Responding to reports that Meteor may be evaluating new technologies and services ranging from CDMA to Wi-Fi services in the homes and within GSM cells, the company said that it is awaiting a decision from the Commission for Communications Regulation (ComReg) that Ireland’s GSM spectrum may be used for other purposes.
Anxious to push beyond its 4pc share in the Irish market, Meteor has in recent weeks confirmed that it is willing to support the arrival of mobile virtual network operators (MVNOs) – companies that piggyback on other service providers’ networks – but has yet to see a business plan or proposal that it approves of.
The company has also been rumoured to have been in talks with Eircom about such aims as well as coming up with joint billing strategies for mobile and fixed line services, but has denied the rumours.
Reports at the weekend suggest that Meteor has been developing plans to use its network to offer customers broadband internet access from home. One option was to use code division multiple access (CDMA) technologies, which are a rival to traditional GSM and offer higher speed access to the internet. One option mooted was the possible link-up between Meteor and US mobile player Qualcomm. Meteor’s parent firm Western Wireless International is also an avid supporter of CDMA technology, which is popular both in the States and Asia.
Meteor is also understood to be considering a plan that would give customers access to the internet through wireless local area network (WLAN) hotspots in their home that would seamlessly connect with Meteor’s over-capacity and under-used GSM network to create a new industry phenomenon known as personal area networks (PANs). PANs enable users to connect devices in close proximity (up to 10 metres) and are formed on an ad-hoc basis and use short range technologies like Bluetooth and WLANs. Generally speaking, the higher the data rate of a technology, the lower the range will be.
Meteor’s communications director Andrew Kelly told siliconrepublic.com: “We are currently into our second round of consultancy with ComReg. ComReg initiated a consultation that is focusing on using GSM for other purposes and a decision notice is expected any day now. There’s little more we can say about our plans right now but await the decision notice.
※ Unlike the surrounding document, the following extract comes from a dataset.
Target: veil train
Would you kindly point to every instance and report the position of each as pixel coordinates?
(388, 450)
“The aim of the consultation is to find other uses for GSM, based on the idea that the GSM spectrum could be harnessed to deliver alternative forms of broadband. To make these services happen, such as the provision of broadband services within a particular cell area – a much larger hotspot than that provided in a hotel – we would need to see ComReg decide on making an amendment to the licences of all three GSM network operators,” Kelly explained.
“We’d have to look at every business case and are prepared to look at innovation that leads to increased business. The consultation is ongoing and we await a response. We made our position clear on this subject at a recent Dáil sub-committee meeting on broadband. The upshot of this is that there are other technologies for delivering broadband than DSL and we would support the view that the GSM spectrum should be allowed to be used in this way.
“We are supporting a possible decision by ComReg to say that the spectrum can be used in this way across the industry as a whole,” Kelly concluded.